The sergeant looked in front: heat haze steamed from the pavement, like phantoms dancing in search of their promised heaven.
“Well, see to the case by yourself, and while you’re at it you can have the queer. And much good may it do you. Let’s see if rolling over more than a dog with worms you manage to solve it… Hey, Conde, you know how I appreciate you and always wanted to work with you, but lately you’ve changed.”
“But what’s your problem, Manolo?”
“Everything, Conde. You’re chucking all the cases down the pan, you seem ashamed to be a policeman, you do as you please… and you just might be getting it wrong.”
The Count lit his cigarette before he spoke.
“Don’t be a shit-head, Manolo, you’re way off… It’s just that I…” and he stopped before completing a self- justification that would ring untrue.
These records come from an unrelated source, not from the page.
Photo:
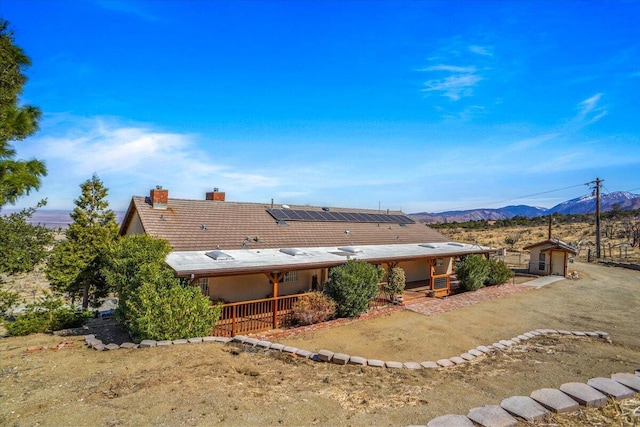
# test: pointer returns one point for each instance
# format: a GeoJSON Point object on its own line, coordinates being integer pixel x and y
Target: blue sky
{"type": "Point", "coordinates": [412, 105]}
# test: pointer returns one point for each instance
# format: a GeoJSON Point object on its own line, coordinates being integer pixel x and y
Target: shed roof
{"type": "Point", "coordinates": [553, 244]}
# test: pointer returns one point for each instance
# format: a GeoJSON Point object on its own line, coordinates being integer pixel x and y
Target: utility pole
{"type": "Point", "coordinates": [597, 184]}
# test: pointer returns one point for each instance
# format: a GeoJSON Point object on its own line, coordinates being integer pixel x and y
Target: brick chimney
{"type": "Point", "coordinates": [216, 196]}
{"type": "Point", "coordinates": [159, 197]}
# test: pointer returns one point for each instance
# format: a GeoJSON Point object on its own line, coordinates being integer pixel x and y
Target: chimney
{"type": "Point", "coordinates": [159, 197]}
{"type": "Point", "coordinates": [215, 195]}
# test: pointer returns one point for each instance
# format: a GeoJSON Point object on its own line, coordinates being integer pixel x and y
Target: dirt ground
{"type": "Point", "coordinates": [212, 384]}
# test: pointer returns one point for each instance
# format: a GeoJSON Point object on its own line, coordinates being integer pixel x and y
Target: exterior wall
{"type": "Point", "coordinates": [415, 270]}
{"type": "Point", "coordinates": [257, 286]}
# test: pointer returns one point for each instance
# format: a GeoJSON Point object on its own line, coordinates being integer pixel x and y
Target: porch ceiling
{"type": "Point", "coordinates": [247, 261]}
Perhaps the sergeant was right and he was relegating him, even excluding him from certain areas of the case, but there was no going back: the dialogue was between the Marquess and himself, and the sergeant’s presence might sever his delicate exchanges with the dramatist. It’s like a chamber piece for two actors, he thought, and said: “You’re right in everything you say and I do apologize, but stick right here.”